I told my sister that we had to run home. When she asked why, the first excuse I could come up with was that we forgot to feed the cats and we wanted to make sure they were okay for the night. My brother Dennis heard my lame excuse and immediately announced to the rest of the group with the wink-wink-nudge-nudge-if you-know-what-I-mean nod of approval.
“Lauren and Bill are going home to feed the cats. Alright!” he said and he slapped me on the back.

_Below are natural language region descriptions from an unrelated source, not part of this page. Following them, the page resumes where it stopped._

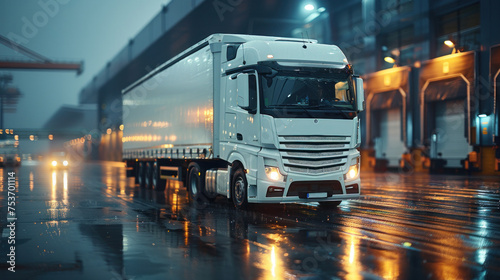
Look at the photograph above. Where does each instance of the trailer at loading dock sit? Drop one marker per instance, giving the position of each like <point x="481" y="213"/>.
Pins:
<point x="446" y="89"/>
<point x="494" y="120"/>
<point x="387" y="116"/>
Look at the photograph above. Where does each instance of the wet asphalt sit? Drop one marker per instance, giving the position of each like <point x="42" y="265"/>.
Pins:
<point x="91" y="222"/>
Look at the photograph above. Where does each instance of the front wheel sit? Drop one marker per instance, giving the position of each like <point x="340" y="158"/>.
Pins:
<point x="195" y="182"/>
<point x="239" y="187"/>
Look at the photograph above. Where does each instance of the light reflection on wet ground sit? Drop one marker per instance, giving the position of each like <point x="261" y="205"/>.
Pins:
<point x="92" y="222"/>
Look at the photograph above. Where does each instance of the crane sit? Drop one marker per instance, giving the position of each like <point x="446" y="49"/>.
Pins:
<point x="41" y="62"/>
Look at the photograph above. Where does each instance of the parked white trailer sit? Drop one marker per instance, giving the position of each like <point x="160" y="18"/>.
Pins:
<point x="256" y="119"/>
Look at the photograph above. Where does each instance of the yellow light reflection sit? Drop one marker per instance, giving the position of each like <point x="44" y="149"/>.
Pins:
<point x="351" y="258"/>
<point x="32" y="181"/>
<point x="65" y="188"/>
<point x="273" y="262"/>
<point x="54" y="184"/>
<point x="186" y="233"/>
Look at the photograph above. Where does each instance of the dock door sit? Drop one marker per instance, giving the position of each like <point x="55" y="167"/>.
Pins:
<point x="387" y="93"/>
<point x="446" y="86"/>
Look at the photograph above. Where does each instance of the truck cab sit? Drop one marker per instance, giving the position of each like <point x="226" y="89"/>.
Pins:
<point x="291" y="121"/>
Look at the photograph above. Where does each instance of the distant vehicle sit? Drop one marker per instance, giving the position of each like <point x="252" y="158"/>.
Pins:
<point x="255" y="119"/>
<point x="59" y="160"/>
<point x="9" y="153"/>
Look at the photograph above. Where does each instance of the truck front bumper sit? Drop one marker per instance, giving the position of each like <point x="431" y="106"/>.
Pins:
<point x="300" y="187"/>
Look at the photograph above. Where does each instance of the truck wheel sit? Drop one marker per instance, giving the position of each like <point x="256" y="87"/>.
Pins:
<point x="239" y="187"/>
<point x="141" y="175"/>
<point x="330" y="204"/>
<point x="195" y="182"/>
<point x="156" y="182"/>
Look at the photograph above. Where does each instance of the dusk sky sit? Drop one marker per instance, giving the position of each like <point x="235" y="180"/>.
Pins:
<point x="91" y="31"/>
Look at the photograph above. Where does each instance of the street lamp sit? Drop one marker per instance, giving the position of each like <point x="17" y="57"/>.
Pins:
<point x="389" y="59"/>
<point x="309" y="7"/>
<point x="449" y="43"/>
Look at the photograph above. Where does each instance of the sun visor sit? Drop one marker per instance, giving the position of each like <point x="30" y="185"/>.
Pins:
<point x="386" y="100"/>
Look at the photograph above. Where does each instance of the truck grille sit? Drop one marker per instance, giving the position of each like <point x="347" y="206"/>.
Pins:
<point x="314" y="154"/>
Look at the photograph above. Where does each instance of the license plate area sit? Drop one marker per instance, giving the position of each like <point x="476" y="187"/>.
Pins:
<point x="317" y="195"/>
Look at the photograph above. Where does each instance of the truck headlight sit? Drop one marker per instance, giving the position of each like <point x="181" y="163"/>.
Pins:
<point x="353" y="171"/>
<point x="273" y="173"/>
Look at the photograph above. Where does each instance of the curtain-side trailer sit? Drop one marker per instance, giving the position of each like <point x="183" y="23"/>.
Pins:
<point x="256" y="119"/>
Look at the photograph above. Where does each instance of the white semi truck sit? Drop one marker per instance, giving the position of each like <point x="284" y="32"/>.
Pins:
<point x="255" y="119"/>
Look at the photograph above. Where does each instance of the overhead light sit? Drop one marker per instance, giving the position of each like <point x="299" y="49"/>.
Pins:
<point x="389" y="59"/>
<point x="309" y="7"/>
<point x="449" y="43"/>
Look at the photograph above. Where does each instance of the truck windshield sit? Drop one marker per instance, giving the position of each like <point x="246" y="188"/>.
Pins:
<point x="289" y="94"/>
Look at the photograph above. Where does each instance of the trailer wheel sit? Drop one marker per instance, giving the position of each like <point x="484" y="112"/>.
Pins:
<point x="156" y="182"/>
<point x="239" y="187"/>
<point x="330" y="204"/>
<point x="195" y="182"/>
<point x="141" y="175"/>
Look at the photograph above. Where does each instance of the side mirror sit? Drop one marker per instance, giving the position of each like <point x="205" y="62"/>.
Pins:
<point x="360" y="94"/>
<point x="242" y="89"/>
<point x="247" y="92"/>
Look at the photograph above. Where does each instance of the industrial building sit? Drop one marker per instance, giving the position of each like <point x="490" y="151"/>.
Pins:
<point x="431" y="70"/>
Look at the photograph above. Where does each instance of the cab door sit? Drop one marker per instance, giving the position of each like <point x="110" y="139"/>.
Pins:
<point x="242" y="121"/>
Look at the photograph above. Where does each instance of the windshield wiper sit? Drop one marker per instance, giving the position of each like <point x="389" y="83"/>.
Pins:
<point x="339" y="109"/>
<point x="292" y="106"/>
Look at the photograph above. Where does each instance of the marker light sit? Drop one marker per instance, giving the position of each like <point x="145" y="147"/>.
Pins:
<point x="353" y="171"/>
<point x="273" y="173"/>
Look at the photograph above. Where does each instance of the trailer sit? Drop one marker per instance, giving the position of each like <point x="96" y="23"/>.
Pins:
<point x="256" y="119"/>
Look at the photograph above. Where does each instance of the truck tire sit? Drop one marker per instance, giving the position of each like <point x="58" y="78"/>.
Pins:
<point x="239" y="189"/>
<point x="141" y="174"/>
<point x="330" y="204"/>
<point x="195" y="182"/>
<point x="157" y="183"/>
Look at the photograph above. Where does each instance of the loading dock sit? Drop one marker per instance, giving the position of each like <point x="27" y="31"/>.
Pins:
<point x="446" y="86"/>
<point x="386" y="116"/>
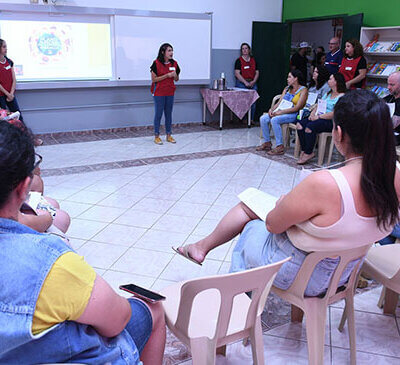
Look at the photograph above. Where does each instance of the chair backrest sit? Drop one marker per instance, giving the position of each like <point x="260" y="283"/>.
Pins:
<point x="275" y="100"/>
<point x="258" y="281"/>
<point x="299" y="285"/>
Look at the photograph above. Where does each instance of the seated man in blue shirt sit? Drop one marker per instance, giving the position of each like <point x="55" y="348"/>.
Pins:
<point x="334" y="56"/>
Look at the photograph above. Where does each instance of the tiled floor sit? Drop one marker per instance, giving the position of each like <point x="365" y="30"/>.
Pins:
<point x="125" y="220"/>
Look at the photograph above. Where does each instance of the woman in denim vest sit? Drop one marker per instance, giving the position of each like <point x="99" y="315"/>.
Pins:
<point x="54" y="308"/>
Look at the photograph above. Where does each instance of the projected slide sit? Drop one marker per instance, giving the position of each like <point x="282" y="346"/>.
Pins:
<point x="44" y="51"/>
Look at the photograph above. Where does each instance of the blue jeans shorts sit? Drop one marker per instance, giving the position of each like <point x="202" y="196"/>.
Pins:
<point x="257" y="247"/>
<point x="140" y="325"/>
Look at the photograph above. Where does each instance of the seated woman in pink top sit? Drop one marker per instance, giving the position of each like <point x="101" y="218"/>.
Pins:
<point x="346" y="207"/>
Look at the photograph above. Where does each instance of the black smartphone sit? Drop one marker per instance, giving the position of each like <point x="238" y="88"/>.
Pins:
<point x="142" y="293"/>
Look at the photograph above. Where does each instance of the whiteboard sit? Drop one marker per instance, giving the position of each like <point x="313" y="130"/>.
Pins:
<point x="137" y="40"/>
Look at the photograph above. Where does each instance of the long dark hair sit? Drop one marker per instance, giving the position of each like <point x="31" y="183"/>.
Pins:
<point x="300" y="78"/>
<point x="358" y="49"/>
<point x="161" y="52"/>
<point x="16" y="159"/>
<point x="323" y="77"/>
<point x="340" y="83"/>
<point x="365" y="119"/>
<point x="245" y="44"/>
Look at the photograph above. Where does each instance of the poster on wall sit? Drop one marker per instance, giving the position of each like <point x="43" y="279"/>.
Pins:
<point x="43" y="50"/>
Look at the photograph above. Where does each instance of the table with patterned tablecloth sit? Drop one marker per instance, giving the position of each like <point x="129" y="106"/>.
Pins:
<point x="239" y="101"/>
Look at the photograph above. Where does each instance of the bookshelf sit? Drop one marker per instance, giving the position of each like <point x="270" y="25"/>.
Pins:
<point x="382" y="52"/>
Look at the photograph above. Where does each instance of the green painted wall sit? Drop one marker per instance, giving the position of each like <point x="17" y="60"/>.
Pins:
<point x="376" y="13"/>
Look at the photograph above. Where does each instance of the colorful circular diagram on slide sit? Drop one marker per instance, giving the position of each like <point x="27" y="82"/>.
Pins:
<point x="51" y="44"/>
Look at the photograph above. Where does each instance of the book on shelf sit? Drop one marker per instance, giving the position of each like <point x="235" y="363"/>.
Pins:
<point x="259" y="202"/>
<point x="375" y="46"/>
<point x="384" y="69"/>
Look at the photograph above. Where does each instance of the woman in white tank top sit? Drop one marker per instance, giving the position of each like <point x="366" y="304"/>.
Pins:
<point x="343" y="208"/>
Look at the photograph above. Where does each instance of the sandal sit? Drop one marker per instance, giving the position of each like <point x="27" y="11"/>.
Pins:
<point x="185" y="253"/>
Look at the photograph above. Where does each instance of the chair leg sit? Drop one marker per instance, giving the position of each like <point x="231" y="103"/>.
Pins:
<point x="297" y="146"/>
<point x="349" y="309"/>
<point x="391" y="298"/>
<point x="257" y="345"/>
<point x="221" y="351"/>
<point x="296" y="314"/>
<point x="343" y="320"/>
<point x="321" y="149"/>
<point x="315" y="329"/>
<point x="382" y="297"/>
<point x="203" y="351"/>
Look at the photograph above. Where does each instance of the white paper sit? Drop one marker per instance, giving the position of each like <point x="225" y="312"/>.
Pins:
<point x="284" y="104"/>
<point x="33" y="199"/>
<point x="259" y="202"/>
<point x="312" y="98"/>
<point x="321" y="107"/>
<point x="392" y="107"/>
<point x="240" y="89"/>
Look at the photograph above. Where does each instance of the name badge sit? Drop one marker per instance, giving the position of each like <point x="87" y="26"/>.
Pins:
<point x="321" y="109"/>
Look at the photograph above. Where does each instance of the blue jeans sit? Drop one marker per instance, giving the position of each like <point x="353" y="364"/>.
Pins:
<point x="307" y="139"/>
<point x="140" y="325"/>
<point x="240" y="85"/>
<point x="11" y="105"/>
<point x="163" y="104"/>
<point x="276" y="126"/>
<point x="257" y="247"/>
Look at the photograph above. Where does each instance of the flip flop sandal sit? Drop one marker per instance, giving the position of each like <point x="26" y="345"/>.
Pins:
<point x="185" y="253"/>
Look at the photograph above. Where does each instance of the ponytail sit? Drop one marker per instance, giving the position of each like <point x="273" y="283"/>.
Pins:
<point x="365" y="119"/>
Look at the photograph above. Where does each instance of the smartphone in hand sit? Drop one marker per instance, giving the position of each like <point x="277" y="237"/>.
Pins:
<point x="142" y="293"/>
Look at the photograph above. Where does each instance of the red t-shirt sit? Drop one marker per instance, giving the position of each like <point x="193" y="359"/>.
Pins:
<point x="6" y="74"/>
<point x="167" y="86"/>
<point x="247" y="69"/>
<point x="350" y="69"/>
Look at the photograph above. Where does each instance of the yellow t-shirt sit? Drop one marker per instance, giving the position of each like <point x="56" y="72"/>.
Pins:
<point x="65" y="292"/>
<point x="297" y="95"/>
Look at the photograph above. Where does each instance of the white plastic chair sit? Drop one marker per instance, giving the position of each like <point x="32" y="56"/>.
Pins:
<point x="383" y="264"/>
<point x="208" y="313"/>
<point x="315" y="308"/>
<point x="322" y="139"/>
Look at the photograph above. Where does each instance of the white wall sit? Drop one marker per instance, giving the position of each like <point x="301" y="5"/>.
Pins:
<point x="232" y="19"/>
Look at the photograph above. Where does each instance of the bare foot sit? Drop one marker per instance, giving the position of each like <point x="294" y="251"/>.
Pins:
<point x="194" y="252"/>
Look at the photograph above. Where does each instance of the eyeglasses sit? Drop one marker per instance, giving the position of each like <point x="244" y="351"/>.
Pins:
<point x="38" y="160"/>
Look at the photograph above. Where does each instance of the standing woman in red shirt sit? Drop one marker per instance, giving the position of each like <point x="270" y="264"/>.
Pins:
<point x="7" y="81"/>
<point x="354" y="65"/>
<point x="164" y="71"/>
<point x="246" y="71"/>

We left more embarrassed than what the ripped dress would have caused. When we got to the reception everybody there was like, “Alright, feeding the cats. Way to go. It’s nice to be young and in love.” All with the wink-wink-nudge-nudge-if-you-know-what-I-mean type of stuff.
A few years later I was in a meeting at work with a couple of guys, a few who happen to be my brothers. This was not a serious meeting but more of a bullshit session. At one point I got up from chair to walk across the room. I had a noticeable limp. One of the guys asked me what happened to my leg.
I said, “This morning I was walking the dog and I slipped and twisted it wrong.”
One guy said, “Alright. Walking the dog. Is that what you call it? Good for you Bill.” All with the wink-wink-nudge-nudge-if-you-know-what-I-mean head nod of approval.
“No, seriously,” I said. “I wish that is what caused my leg injury but I was really walking my dog this morning.”
“Alright. Lucky you. Walking the Dog. I like that. No wonder you are in a good mood.” Another guy chimed in with a wink-wink-nudge-nudge.
Another guy said, “I thought you called it feeding the cats.”
“I like Walking the dog better.” Said somebody else. “How often do you walk the dog, Bill?”
“Twice a day.”
“Twice a day? You are one lucky man.” Everyone was laughing including myself.
Now I can never mention the fact that I walk the dog to any of my brothers without getting the wink-wink-nudge-nudge-if-you-know-what-I-mean chuckle and head nod of approval. And if we are ever late or cannot make a family function someone always says that Lauren and I had to feed the cats.
Now for all of you pet owners that read this, think about this the next time you walk the dog or feed the cats. Wink-wink-nudge-nudge-If-you-know-what-I-mean.
Besides the standards, do you have any codes or euphemisms that you use*? Wink-wink-nudge-nudge-if-you-know-what-I-mean.
*Mom you are not allowed to answer this question.